In my opinion, the implications of this policy may damage turnout in UK elections, particularly among younger voters. This is a significant concern, given that voter turnout has been declining in Europe, with the UK being one of the most affected countries.

The world is your Oyster - for some…

At face value, the list of accepted IDs already seems biased against younger voters. For example, 60+ Oyster cards are permitted while 18+ cards are not, despite both being photo IDs. This issue was raised by former Conservative Minister Lord Willets but was ultimately overturned by the Commons. Moreover, younger people are less likely to have valid photographic ID, which raises the question of whether this is a political move to alienate younger voters who tend not to vote for the Conservative Party.

Some have voiced concerns that this policy will damage overall turnout, with ex-Cabinet Minister David Davis arguing that it would “undoubtedly reduce turnout.” When a similar policy was introduced in Northern Ireland, turnout decreased by 2.3%. However, the Electoral Commission’s Pilot’s Study in 2018 concluded that no significant trend was found between having to show photo ID and a reduction in turnout. Their data found that the percentage of people not returning to polling stations after being denied a ballot for carrying an insufficient or incorrect ID did not exceed 0.7%. However, a key issue with this study is that it fails to account for all those individuals who never turned up to the polling stations due to this new legislation being a disincentive to start with. The question is not whether turnout will decrease or not, but how significant this decrease will be.

I find this conclusion particularly concerning when taking into consideration the current rates of turnout for both local and general elections in the UK. Turnout in UK elections has decreased since 1992, and given that the rate of turnout has been as low as 59% in the last two decades, policies that further threaten these figures should not be welcomed – especially with what I deem as weak justifications. However, it is important to note that supporters of this act argue that a slight decrease in turnout could be an indicator that voter fraud does exist and thus that this policy was necessary in the first place.

Some merits, few issues solved

While there is some merit in this argument, I do not believe that the Elections Act is the answer to these problems, as there are simply too many negative externalities. If the goal is to decrease voter fraud and family voting, other means of doing so should be analyzed. This is especially applicable if the Government is prepared to make drastic changes to our voting system, as we have seen with the Election Act. Furthermore, considering that the conviction rates for this crime are so low, justifying counterarguments solely on convictions may be unwise. The number of allegations since 2017 is just over 1,700 and this could be used to justify an increase of security at elections.
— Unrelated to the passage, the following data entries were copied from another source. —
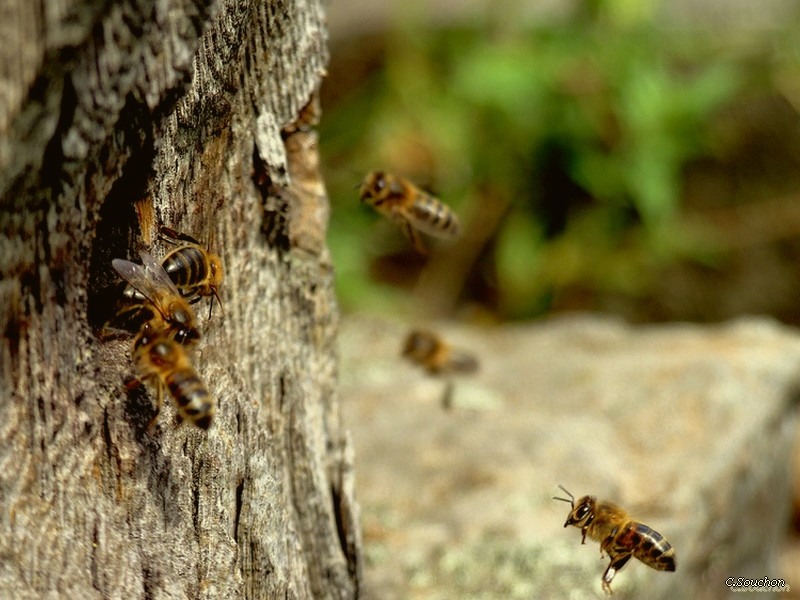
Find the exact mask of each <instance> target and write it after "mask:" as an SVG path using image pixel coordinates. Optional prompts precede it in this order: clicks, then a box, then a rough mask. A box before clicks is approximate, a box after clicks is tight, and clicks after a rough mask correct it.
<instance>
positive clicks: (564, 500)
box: [553, 485, 675, 595]
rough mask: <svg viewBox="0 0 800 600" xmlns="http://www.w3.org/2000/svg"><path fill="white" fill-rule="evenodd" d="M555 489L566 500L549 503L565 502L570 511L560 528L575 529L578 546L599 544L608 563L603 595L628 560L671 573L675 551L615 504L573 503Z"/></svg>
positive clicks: (561, 489) (646, 526)
mask: <svg viewBox="0 0 800 600" xmlns="http://www.w3.org/2000/svg"><path fill="white" fill-rule="evenodd" d="M558 487H559V488H561V490H562V491H563V492H564V493H566V494H567V496H569V498H559V497H557V496H554V497H553V500H561V501H562V502H569V504H570V506H571V507H572V510H571V511H570V513H569V515H568V516H567V520H566V522H565V523H564V527H567V526H569V525H573V526H575V527H579V528H580V530H581V534H582V537H581V544H585V543H586V536H587V535H588V536H589V538H590V539H592V540H594V541H596V542H600V555H601V556H602V555H603V552H605V553H606V554H607V555H608V557H609V558H610V559H611V562H610V563H609V565H608V567H606V570H605V572H604V573H603V577H602V580H601V581H602V587H603V591H604V592H605V593H606V594H609V595H610V594H611V581H612V580H613V579H614V575H616V574H617V571H619V570H620V569H622V567H624V566H625V564H626V563H627V562H628V561H629V560H630V559H631V557H634V558H638V559H639V560H640V561H642V562H643V563H644V564H646V565H647V566H648V567H652V568H653V569H656V570H658V571H674V570H675V550H674V548H673V547H672V546H671V545H670V543H669V542H668V541H667V540H665V539H664V537H663V536H662V535H661V534H660V533H658V532H657V531H655V530H654V529H651V528H650V527H648V526H647V525H644V524H642V523H639V522H638V521H635V520H633V519H632V518H631V517H630V516H629V515H628V514H627V513H626V512H625V511H624V510H622V509H621V508H620V507H619V506H617V505H616V504H612V503H611V502H606V501H604V500H597V499H596V498H595V497H594V496H583V497H582V498H579V499H578V501H577V503H576V502H575V497H574V496H573V495H572V494H570V493H569V492H568V491H567V490H566V489H564V487H563V486H560V485H559V486H558Z"/></svg>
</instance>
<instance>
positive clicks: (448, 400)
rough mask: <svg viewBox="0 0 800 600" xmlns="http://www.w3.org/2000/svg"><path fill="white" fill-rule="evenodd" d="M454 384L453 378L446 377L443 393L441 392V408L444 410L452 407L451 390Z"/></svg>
mask: <svg viewBox="0 0 800 600" xmlns="http://www.w3.org/2000/svg"><path fill="white" fill-rule="evenodd" d="M454 388H455V385H453V380H452V379H448V380H447V384H446V385H445V387H444V393H443V394H442V408H443V409H444V410H450V409H452V408H453V391H454Z"/></svg>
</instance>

Moreover, the argument of family voting could also be included in this justification. Family voting remains a big issue in the electoral process, with ‘Democracy Volunteers’ recording instances of family voting in 20% of the studied polling stations. Enforcing photographic ID would tighten up security around polling stations therefore making family voting much less likely. 

Considering this Act has been the biggest change in the way we vote for 150 years and it has an estimated annual enforcement cost of £18,000,000, other policy measures should have been assessed beforehand. Other policy changes such as same day registration would increase security at elections whilst not harming our political freedoms. Given that same day registration reduces the likelihood of voter fraud, it makes me wonder why this policy change has not been on the agenda for years.